Enable & tune (JSON + TTLs)

@Configuration
@EnableCaching
public class CacheConfig {
  @Bean
  public CacheManager cacheManager(RedisConnectionFactory cf) {
    var serializer = new GenericJackson2JsonRedisSerializer();
    var base = RedisCacheConfiguration.defaultCacheConfig()
        .serializeValuesWith(RedisSerializationContext.SerializationPair.fromSerializer(serializer))
        .disableCachingNullValues()
        .entryTtl(Duration.ofMinutes(5)); // default TTL

    return RedisCacheManager.builder(cf)
        .cacheDefaults(base)
        .withInitialCacheConfigurations(Map.of(
            "product", base.entryTtl(Duration.ofMinutes(10)),
            "user",    base.entryTtl(Duration.ofMinutes(3))
        ))
        .build();
  }
}

Use in a service

@Service
public class ProductService {

  @Cacheable(cacheNames = "product", key = "#id", sync = true)
  public Product get(long id) { return loadFromDb(id); }

  @CachePut(cacheNames = "product", key = "#p.id")
  public Product update(Product p) { return saveToDb(p); }

  @CacheEvict(cacheNames = "product", key = "#id")
  public void delete(long id) { deleteFromDb(id); }
}

Design choices that matter

• Keys: default is args; customize with SpEL (key = "#root.methodName + ':' + #id").
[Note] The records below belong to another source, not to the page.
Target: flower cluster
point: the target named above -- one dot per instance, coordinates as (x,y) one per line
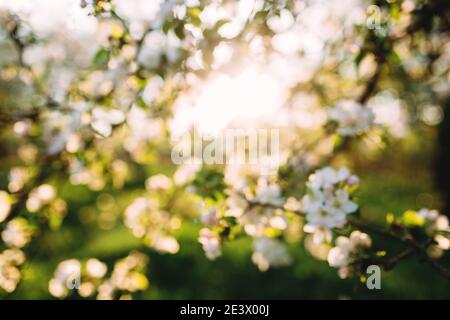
(74,275)
(269,252)
(10,261)
(88,278)
(147,221)
(328,202)
(211,244)
(351,117)
(347,251)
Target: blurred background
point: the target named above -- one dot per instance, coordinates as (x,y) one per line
(319,51)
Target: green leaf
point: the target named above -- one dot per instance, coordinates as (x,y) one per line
(102,57)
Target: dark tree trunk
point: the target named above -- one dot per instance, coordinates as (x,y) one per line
(442,167)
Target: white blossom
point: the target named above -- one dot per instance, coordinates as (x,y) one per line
(327,202)
(346,251)
(103,120)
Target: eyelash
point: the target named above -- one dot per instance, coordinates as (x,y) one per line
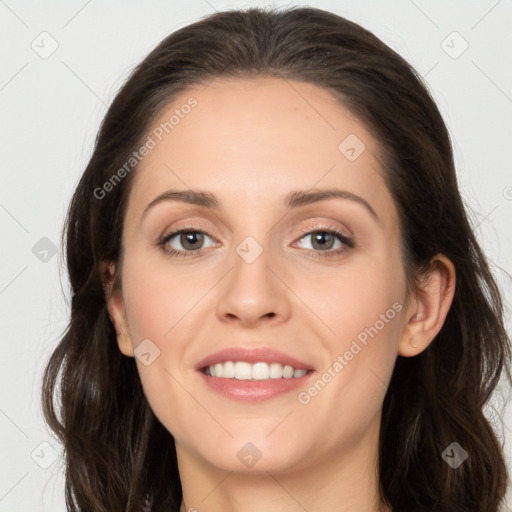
(346,241)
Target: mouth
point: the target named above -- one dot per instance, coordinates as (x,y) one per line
(253,374)
(258,371)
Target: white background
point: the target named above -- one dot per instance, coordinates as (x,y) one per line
(50,110)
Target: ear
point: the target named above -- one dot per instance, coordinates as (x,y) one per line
(116,307)
(428,306)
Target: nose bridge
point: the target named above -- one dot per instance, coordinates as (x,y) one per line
(250,290)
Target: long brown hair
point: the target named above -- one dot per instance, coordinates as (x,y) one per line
(118,456)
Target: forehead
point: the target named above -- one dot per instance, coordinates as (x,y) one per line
(254,140)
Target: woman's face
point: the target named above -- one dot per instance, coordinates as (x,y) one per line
(263,269)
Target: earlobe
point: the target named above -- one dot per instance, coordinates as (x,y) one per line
(116,309)
(428,307)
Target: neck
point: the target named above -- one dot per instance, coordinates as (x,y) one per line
(345,480)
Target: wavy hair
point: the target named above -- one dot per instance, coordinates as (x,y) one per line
(118,456)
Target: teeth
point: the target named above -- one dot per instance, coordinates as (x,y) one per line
(258,371)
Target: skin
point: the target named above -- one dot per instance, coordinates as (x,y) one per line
(250,143)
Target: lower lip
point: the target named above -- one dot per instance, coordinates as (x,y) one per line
(254,390)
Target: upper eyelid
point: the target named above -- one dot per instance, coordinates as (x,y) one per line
(304,232)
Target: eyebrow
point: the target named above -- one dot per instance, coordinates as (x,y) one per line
(292,200)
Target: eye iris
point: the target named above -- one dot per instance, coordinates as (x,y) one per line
(320,237)
(191,237)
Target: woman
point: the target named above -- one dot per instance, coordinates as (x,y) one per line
(278,302)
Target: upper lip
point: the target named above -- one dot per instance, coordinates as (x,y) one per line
(252,355)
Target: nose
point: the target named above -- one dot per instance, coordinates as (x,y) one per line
(253,292)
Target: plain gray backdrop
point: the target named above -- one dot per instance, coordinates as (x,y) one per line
(61,65)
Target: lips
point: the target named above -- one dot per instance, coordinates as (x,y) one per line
(252,355)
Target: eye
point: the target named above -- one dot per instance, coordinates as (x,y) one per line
(190,239)
(325,239)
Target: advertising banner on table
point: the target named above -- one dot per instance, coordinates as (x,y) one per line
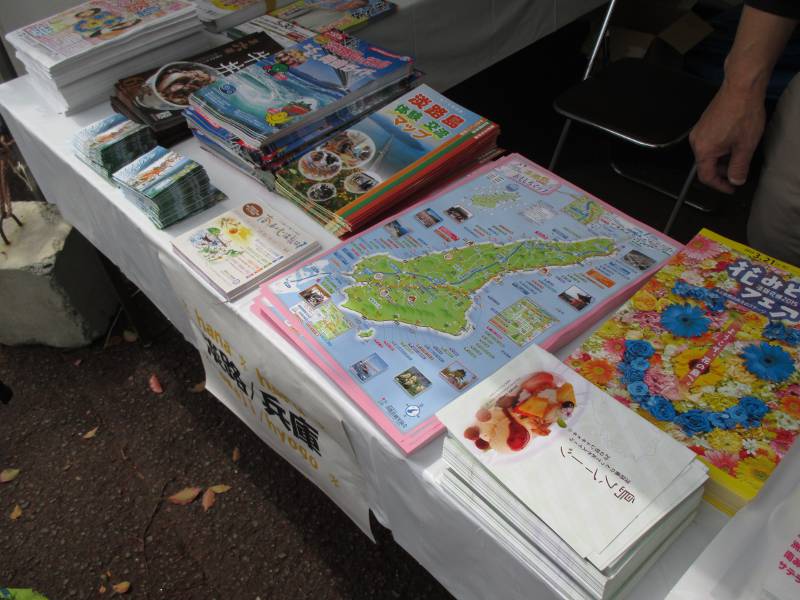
(261,387)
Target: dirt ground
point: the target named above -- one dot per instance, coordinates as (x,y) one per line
(92,509)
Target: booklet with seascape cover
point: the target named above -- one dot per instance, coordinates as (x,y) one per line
(413,311)
(374,163)
(235,251)
(275,96)
(708,350)
(159,96)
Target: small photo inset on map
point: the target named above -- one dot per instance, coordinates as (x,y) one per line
(314,296)
(458,213)
(576,297)
(457,375)
(413,381)
(396,229)
(369,367)
(638,260)
(428,217)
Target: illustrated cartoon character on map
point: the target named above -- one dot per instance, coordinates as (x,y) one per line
(97,23)
(513,420)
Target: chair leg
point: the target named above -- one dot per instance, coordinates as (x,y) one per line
(681,198)
(560,145)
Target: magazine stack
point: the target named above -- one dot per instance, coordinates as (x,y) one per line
(716,364)
(166,186)
(585,492)
(75,57)
(262,116)
(419,139)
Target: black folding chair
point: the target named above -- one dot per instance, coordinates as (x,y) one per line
(638,102)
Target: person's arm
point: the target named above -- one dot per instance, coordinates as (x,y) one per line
(733,123)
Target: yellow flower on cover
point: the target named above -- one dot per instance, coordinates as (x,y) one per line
(644,300)
(727,441)
(754,470)
(689,359)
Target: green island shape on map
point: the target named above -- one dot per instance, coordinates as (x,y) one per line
(492,199)
(435,290)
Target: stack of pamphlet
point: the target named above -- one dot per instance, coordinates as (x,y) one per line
(262,116)
(75,57)
(586,493)
(235,251)
(422,138)
(322,15)
(110,143)
(157,97)
(166,186)
(717,362)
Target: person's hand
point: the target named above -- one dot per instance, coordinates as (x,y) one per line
(726,136)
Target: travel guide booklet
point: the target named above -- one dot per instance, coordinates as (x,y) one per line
(539,435)
(159,96)
(374,160)
(708,350)
(344,15)
(417,309)
(234,251)
(273,97)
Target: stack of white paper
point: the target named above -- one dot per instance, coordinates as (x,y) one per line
(75,57)
(585,492)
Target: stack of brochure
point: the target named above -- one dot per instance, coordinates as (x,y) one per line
(235,251)
(585,492)
(75,57)
(261,115)
(166,186)
(419,139)
(110,143)
(157,97)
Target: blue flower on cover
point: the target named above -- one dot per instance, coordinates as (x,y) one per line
(768,362)
(638,348)
(694,421)
(639,390)
(660,408)
(721,420)
(685,320)
(775,330)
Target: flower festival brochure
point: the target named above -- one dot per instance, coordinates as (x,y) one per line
(708,351)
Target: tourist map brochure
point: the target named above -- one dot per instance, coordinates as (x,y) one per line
(344,15)
(535,421)
(285,33)
(281,93)
(420,307)
(374,159)
(708,350)
(93,24)
(159,96)
(238,249)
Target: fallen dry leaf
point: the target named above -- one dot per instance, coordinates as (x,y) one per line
(185,496)
(122,587)
(155,384)
(209,498)
(7,475)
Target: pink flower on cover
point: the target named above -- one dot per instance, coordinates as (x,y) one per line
(723,460)
(662,384)
(648,319)
(701,248)
(615,347)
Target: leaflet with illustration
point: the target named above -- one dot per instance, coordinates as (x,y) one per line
(419,308)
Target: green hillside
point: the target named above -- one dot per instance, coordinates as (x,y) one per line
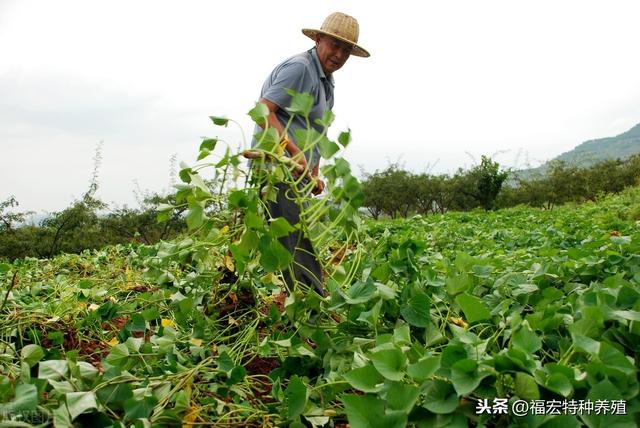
(619,147)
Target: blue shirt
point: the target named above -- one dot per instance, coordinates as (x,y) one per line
(302,73)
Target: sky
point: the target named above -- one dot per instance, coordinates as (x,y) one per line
(447,82)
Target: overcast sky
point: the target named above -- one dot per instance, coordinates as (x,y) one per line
(447,81)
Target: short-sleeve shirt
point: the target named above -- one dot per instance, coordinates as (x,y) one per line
(302,73)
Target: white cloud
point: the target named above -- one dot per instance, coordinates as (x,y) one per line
(523,80)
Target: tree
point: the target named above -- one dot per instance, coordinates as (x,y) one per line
(9,219)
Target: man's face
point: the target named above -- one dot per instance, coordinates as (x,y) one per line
(333,53)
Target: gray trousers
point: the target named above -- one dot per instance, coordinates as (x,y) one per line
(305,267)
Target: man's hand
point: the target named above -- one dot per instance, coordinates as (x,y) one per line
(298,156)
(319,187)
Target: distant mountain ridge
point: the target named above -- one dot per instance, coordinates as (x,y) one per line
(590,152)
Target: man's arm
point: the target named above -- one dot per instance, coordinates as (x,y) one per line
(291,147)
(273,121)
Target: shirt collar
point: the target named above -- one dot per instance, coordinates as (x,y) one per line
(316,62)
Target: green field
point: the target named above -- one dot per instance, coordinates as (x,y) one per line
(427,316)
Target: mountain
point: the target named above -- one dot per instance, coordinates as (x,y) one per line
(591,152)
(619,147)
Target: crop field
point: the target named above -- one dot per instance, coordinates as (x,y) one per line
(441,313)
(518,317)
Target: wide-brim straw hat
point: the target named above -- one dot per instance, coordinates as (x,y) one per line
(342,27)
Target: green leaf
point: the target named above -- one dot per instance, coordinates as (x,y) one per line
(402,397)
(614,359)
(327,148)
(440,397)
(139,408)
(586,344)
(195,216)
(259,113)
(280,227)
(390,363)
(225,363)
(560,384)
(118,355)
(416,310)
(366,411)
(473,308)
(526,387)
(526,340)
(114,395)
(87,371)
(31,354)
(61,417)
(253,221)
(80,402)
(209,144)
(360,292)
(273,255)
(296,397)
(26,399)
(366,379)
(203,154)
(457,284)
(424,369)
(344,138)
(53,369)
(301,103)
(465,376)
(220,121)
(371,316)
(452,354)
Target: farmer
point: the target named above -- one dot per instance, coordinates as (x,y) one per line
(310,72)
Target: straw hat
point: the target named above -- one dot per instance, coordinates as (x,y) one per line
(342,27)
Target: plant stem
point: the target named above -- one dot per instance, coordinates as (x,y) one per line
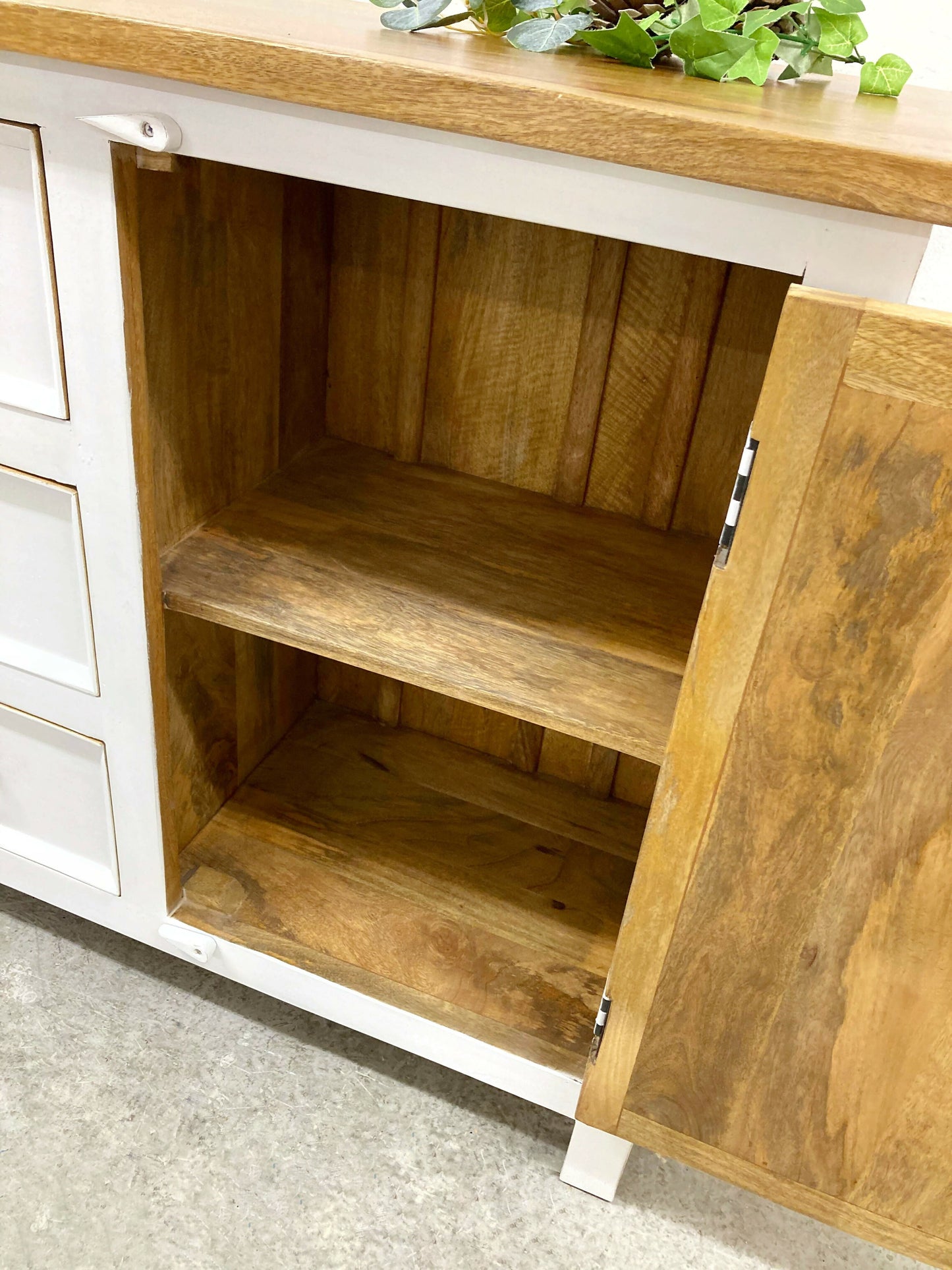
(443,22)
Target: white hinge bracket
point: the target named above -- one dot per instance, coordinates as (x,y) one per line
(741,489)
(156,132)
(600,1030)
(193,944)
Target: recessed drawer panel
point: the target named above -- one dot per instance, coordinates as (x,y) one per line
(45,620)
(55,803)
(31,364)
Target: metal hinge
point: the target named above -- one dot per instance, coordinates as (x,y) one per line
(600,1030)
(741,488)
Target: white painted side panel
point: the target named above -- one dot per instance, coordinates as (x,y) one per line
(45,621)
(55,804)
(31,374)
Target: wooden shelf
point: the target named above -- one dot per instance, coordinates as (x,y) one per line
(564,616)
(813,140)
(426,874)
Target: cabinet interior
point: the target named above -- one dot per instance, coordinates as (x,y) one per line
(431,500)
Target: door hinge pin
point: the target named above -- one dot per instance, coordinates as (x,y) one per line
(741,489)
(600,1030)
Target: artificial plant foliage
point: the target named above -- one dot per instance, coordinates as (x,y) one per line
(719,40)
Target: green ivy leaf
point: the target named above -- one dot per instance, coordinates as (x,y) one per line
(708,53)
(886,78)
(720,14)
(757,18)
(501,16)
(802,61)
(756,63)
(413,17)
(544,34)
(627,42)
(839,32)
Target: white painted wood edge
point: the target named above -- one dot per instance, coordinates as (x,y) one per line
(594,1161)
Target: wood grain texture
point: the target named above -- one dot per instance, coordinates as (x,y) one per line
(211,267)
(382,276)
(507,324)
(734,616)
(488,730)
(635,780)
(904,355)
(372,695)
(305,310)
(816,141)
(596,339)
(746,326)
(226,367)
(663,335)
(348,848)
(834,1212)
(561,616)
(801,1019)
(578,761)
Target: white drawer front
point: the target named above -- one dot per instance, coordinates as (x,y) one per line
(46,626)
(55,805)
(31,365)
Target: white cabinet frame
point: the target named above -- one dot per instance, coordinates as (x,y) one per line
(833,248)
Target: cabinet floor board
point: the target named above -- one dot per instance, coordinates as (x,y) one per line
(564,616)
(431,871)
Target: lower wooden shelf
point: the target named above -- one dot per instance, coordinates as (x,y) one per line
(564,616)
(424,874)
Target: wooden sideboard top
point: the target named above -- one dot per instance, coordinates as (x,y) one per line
(813,140)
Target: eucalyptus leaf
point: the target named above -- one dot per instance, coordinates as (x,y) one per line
(885,78)
(412,18)
(757,18)
(839,32)
(756,63)
(708,53)
(627,42)
(544,34)
(720,14)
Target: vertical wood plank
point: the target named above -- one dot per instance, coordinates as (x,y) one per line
(665,324)
(306,248)
(211,271)
(590,367)
(734,616)
(578,761)
(491,733)
(742,348)
(382,271)
(374,695)
(507,327)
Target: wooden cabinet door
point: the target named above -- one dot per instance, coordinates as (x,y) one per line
(782,986)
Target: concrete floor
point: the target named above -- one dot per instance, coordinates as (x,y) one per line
(159,1118)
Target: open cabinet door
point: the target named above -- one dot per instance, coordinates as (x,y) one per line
(782,986)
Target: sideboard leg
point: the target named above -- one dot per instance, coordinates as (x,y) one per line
(594,1161)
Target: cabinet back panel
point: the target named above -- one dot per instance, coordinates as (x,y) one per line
(579,366)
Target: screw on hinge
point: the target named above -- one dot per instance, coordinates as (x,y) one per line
(600,1030)
(741,489)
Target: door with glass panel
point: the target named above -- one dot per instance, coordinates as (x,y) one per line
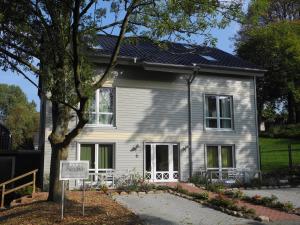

Namespace per entity to avoid collisions.
• Serialization: prefer JSON (GenericJackson2JsonRedisSerializer) over JDK serialization for readability and language-agnostic use.
• TTLs: choose per cache based on data volatility; add small jitter if you worry about stampedes.
• Nulls: usually don’t cache nulls (disableCachingNullValues()), or set short TTL if you do.
• Stampede control: @Cacheable(sync = true) prevents duplicate loads within one JVM; at cluster level consider request coalescing or small randomized TTLs.
• Eviction strategy: use @CacheEvict on mutations, or @CachePut to update cache with the new value. For bulk changes, use allEntries = true.

Scaling & ops

• HA Redis: use Sentinel or Cluster (spring.data.redis.sentinel.* / cluster.*).
• Security: set Redis password/ACLs, network-isolate the instance; don’t cache secrets unless keys are carefully namespaced and encrypted if needed.
• Observability: expose caches actuator endpoint; enable Redis/Lettuce Micrometer metrics; watch hit/miss, evictions, and latency.

Common pitfalls

• Caching mutable objects—prefer immutables or defensive copies.
• Forgetting to evict/update after writes → stale reads.
• Very large values → Redis memory pressure; cache only what’s needed.
• Class changes breaking deserialization → version your DTOs or keep JSON stable.